B.2.2. L'article 12, § 2, précité a été ensuite modifié, notamment, par le décret du 20 juillet 2006 relatif aux droits et aux frais perçus dans l'enseignement supérieur non universitaire. Comme s'accordent à le reconnaître les parties dans leurs mémoires complémentaires, cette modification est sans incidence sur le présent recours en annulation, si ce n'est, comme l'indique le Gouvernement de la Communauté française, en ce que l'article 12, § 2, alinéa 11, de la loi du 29 mai 1959 (ajouté par le décret du 20 juillet 2005), qui règle les frais appréciés au coût réel pouvant être réclamés aux étudiants pour l'année académique 2006-2007 et les années académiques suivantes, voit son application modalisée par l'article 12, § 2, alinéa 15 (ajouté par le décret du 20 juillet 2006), qui fixe un plafond au montant total pouvant, pour ces années académiques, être réclamé aux étudiants au titre de minerval, de droits complémentaires et de frais appréciés au coût réel.
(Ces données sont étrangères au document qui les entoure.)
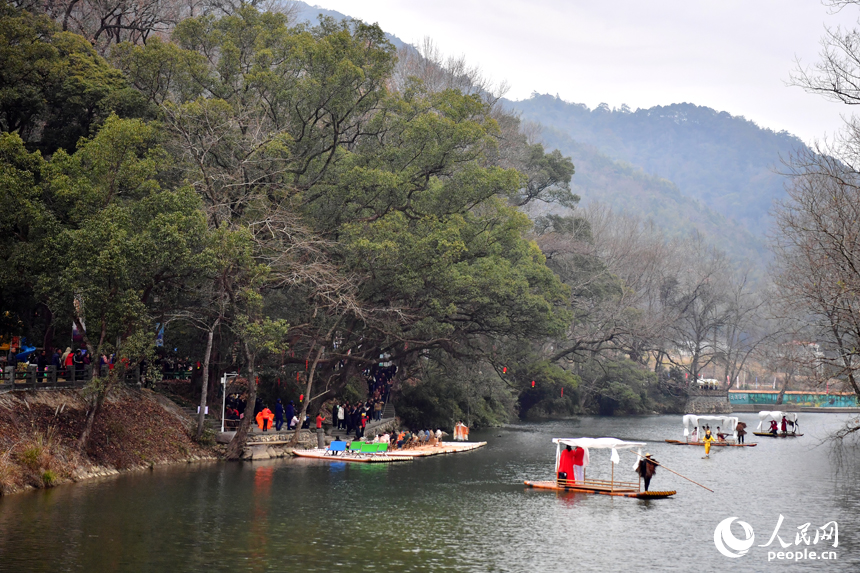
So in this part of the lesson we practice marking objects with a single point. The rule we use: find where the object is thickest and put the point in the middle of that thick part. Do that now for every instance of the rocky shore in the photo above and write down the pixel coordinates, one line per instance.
(136, 430)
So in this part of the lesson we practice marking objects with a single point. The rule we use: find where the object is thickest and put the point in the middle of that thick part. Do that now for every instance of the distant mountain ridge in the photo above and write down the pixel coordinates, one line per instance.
(629, 189)
(726, 162)
(308, 13)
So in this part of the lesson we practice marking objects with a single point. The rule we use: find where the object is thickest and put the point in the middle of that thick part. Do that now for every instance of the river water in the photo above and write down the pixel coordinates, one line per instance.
(463, 512)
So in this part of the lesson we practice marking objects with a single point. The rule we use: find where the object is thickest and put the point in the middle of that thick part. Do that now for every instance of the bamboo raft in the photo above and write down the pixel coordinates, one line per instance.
(318, 454)
(713, 444)
(441, 448)
(600, 487)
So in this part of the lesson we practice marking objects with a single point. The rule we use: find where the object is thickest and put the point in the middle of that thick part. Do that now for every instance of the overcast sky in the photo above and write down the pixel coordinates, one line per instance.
(730, 55)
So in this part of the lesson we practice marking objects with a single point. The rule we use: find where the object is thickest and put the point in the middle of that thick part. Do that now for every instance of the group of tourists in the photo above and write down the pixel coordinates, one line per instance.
(353, 418)
(783, 426)
(406, 439)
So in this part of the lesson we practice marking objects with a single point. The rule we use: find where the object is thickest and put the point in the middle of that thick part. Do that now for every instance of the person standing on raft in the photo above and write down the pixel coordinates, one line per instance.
(647, 468)
(565, 465)
(741, 428)
(708, 439)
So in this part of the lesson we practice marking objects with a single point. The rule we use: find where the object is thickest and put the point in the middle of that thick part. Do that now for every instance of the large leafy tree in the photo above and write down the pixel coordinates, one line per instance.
(400, 198)
(54, 87)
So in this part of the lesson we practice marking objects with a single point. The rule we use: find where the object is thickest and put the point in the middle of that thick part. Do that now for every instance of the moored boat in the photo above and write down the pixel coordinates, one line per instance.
(726, 431)
(612, 487)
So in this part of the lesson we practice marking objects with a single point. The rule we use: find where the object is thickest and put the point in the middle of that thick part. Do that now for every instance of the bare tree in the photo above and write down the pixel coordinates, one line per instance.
(817, 244)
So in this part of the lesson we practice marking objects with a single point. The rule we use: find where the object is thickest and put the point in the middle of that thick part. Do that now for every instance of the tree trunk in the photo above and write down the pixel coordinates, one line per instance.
(204, 384)
(237, 444)
(113, 375)
(782, 392)
(295, 441)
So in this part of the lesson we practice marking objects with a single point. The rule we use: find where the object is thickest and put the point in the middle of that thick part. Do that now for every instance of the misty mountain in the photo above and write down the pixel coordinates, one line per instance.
(627, 188)
(726, 163)
(308, 13)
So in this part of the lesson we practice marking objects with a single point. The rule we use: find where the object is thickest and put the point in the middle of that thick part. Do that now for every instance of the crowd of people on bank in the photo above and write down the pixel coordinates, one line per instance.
(63, 362)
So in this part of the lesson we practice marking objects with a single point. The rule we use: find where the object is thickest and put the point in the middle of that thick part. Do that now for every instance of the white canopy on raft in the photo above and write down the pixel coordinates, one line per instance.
(598, 443)
(768, 415)
(728, 424)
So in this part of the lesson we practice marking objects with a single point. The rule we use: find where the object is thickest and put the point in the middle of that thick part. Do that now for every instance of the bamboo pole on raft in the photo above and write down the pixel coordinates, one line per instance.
(674, 472)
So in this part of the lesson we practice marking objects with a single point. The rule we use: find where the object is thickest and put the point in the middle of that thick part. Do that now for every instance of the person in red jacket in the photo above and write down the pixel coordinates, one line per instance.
(578, 464)
(565, 464)
(264, 419)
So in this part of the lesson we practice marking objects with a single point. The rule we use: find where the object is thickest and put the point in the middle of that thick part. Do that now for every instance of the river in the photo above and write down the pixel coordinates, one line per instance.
(463, 512)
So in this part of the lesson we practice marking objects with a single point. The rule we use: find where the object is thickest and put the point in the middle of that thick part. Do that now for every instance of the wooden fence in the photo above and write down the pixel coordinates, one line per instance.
(50, 377)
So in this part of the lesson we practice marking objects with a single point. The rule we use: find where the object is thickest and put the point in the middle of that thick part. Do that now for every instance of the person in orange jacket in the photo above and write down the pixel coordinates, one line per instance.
(264, 419)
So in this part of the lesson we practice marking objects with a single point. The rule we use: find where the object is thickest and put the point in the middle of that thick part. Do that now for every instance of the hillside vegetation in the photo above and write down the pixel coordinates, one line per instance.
(725, 162)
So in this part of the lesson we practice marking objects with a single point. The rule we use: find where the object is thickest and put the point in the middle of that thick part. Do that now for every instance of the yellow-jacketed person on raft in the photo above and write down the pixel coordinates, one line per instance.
(708, 438)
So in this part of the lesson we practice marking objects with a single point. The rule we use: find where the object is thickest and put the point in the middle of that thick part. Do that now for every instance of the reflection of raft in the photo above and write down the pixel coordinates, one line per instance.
(619, 489)
(713, 444)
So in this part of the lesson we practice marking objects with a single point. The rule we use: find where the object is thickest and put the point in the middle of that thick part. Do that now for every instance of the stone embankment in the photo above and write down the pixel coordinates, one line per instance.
(136, 430)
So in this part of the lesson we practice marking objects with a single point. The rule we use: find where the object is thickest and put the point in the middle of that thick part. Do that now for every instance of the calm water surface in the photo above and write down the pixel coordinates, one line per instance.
(466, 512)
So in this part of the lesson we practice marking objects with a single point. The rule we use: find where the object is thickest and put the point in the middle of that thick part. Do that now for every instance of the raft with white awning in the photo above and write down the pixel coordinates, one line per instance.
(602, 487)
(776, 416)
(728, 427)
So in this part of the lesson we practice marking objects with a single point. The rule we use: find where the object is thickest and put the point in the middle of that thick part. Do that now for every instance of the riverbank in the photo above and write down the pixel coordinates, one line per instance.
(136, 430)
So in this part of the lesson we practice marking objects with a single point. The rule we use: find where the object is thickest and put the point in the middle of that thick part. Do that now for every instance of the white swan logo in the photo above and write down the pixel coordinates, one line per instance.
(727, 543)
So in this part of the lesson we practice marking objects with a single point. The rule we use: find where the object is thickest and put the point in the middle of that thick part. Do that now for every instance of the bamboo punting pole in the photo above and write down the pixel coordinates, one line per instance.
(674, 472)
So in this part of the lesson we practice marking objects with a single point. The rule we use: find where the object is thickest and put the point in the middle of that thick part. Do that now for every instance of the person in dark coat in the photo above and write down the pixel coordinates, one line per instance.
(741, 428)
(279, 415)
(646, 469)
(291, 411)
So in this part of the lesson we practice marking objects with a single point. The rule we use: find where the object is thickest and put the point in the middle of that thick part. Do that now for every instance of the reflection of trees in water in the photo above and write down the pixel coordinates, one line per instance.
(844, 452)
(259, 538)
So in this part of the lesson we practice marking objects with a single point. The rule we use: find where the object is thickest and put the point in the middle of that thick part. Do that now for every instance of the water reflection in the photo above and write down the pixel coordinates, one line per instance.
(467, 512)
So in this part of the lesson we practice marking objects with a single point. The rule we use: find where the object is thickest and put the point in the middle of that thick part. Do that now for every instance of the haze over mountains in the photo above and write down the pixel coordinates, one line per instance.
(684, 166)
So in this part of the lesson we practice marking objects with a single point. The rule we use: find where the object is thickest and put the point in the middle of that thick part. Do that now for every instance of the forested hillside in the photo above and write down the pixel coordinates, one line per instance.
(629, 189)
(725, 162)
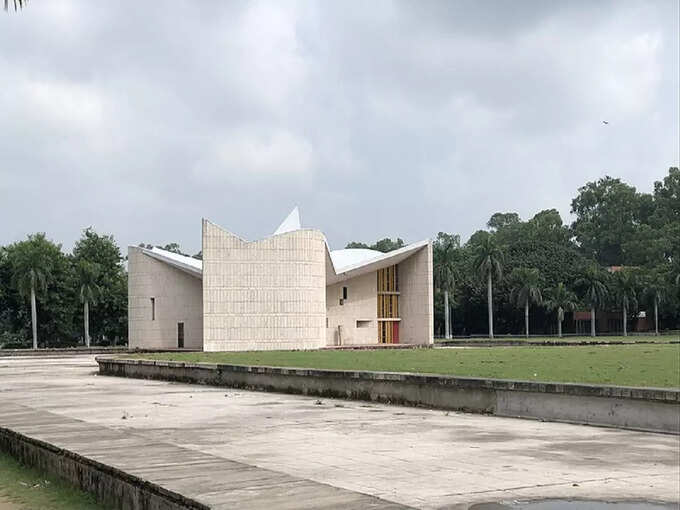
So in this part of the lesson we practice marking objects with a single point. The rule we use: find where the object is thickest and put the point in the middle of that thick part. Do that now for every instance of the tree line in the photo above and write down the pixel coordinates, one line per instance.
(620, 255)
(49, 298)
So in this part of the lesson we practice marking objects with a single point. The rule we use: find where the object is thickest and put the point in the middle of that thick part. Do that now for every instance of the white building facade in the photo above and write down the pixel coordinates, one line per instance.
(287, 291)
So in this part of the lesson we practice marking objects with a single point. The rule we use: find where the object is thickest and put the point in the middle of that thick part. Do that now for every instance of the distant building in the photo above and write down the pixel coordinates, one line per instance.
(610, 321)
(287, 291)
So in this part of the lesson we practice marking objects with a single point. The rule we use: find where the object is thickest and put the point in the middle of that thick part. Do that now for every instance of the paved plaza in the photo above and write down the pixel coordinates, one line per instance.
(232, 448)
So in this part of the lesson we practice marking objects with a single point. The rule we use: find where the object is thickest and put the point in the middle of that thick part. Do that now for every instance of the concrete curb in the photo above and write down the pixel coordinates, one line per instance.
(545, 343)
(70, 351)
(648, 409)
(108, 485)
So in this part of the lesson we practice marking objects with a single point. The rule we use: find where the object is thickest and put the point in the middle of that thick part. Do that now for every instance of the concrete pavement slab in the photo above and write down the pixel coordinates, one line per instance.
(236, 447)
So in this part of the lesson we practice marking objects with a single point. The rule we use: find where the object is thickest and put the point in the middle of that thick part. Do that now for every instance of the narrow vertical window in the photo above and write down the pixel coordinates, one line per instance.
(180, 335)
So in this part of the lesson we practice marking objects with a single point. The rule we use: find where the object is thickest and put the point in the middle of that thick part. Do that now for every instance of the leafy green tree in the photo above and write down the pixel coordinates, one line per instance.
(592, 284)
(562, 300)
(444, 255)
(89, 291)
(31, 270)
(625, 289)
(499, 221)
(488, 262)
(607, 212)
(526, 290)
(356, 244)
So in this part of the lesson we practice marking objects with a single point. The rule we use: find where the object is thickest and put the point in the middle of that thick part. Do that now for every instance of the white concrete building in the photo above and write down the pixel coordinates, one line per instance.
(287, 291)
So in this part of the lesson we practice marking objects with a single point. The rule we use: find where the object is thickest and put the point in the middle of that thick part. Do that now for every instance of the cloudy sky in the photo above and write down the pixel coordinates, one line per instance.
(377, 118)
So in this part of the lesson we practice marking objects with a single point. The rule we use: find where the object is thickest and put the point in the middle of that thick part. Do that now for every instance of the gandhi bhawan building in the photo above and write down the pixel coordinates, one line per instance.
(287, 291)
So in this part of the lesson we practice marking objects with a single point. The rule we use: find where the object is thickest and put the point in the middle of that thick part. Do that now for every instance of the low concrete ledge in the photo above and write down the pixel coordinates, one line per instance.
(70, 351)
(650, 409)
(107, 484)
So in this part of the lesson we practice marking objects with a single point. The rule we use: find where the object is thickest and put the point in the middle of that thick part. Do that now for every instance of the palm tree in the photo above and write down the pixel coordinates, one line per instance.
(488, 262)
(525, 291)
(561, 299)
(594, 292)
(87, 273)
(30, 273)
(625, 287)
(655, 291)
(445, 274)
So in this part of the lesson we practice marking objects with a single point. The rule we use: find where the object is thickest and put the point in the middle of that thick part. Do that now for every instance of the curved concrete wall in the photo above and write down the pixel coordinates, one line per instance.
(178, 298)
(263, 295)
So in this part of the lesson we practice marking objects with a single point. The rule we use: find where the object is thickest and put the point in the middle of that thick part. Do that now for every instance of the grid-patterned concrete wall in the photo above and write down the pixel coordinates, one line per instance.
(415, 301)
(263, 295)
(178, 298)
(361, 305)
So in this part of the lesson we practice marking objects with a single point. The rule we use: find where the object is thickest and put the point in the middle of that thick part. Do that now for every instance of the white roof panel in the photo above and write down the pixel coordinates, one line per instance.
(183, 262)
(291, 223)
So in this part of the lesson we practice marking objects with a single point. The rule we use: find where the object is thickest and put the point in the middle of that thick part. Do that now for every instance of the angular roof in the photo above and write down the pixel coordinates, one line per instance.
(340, 264)
(365, 261)
(187, 264)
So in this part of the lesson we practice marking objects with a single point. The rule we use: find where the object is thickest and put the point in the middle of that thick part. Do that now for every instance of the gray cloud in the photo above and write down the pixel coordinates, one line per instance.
(379, 118)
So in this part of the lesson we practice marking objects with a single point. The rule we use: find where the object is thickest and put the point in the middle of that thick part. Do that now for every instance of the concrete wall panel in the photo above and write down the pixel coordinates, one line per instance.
(416, 300)
(178, 298)
(263, 295)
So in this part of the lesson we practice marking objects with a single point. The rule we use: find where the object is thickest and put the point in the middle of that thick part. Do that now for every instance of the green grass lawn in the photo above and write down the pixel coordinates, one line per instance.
(624, 365)
(571, 339)
(29, 489)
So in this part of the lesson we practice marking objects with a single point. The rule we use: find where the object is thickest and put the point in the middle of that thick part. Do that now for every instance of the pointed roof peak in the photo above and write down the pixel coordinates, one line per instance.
(291, 223)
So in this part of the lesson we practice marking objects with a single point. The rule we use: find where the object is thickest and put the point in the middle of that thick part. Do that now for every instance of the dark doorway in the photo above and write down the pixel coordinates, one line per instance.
(180, 335)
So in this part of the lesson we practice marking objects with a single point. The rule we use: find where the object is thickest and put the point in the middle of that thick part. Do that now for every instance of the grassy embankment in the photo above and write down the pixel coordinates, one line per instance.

B.3.1. D'après ses statuts, la « Fédération des Etudiant(e)s Francophones » a notamment pour objet « de rassembler, d'informer, d'exprimer, de défendre les intérêts et de concrétiser l'opinion des étudiant(e)s inscrit(e)s dans les établissements d'enseignement supérieur situés en Communauté française de Belgique [...] sur tous les problèmes mettant en cause, de près ou de loin, leurs droits, devoirs, intérêts pédagogiques, sociaux, culturels et économiques ainsi que leurs droits immatériels en jouant le rôle d'organe représentatif, voire actif, auprès de l'opinion publique et des autorités compétentes à tous les niveaux de décisions tant à l'intérieur qu'à l'extérieur de l'Etat belge ».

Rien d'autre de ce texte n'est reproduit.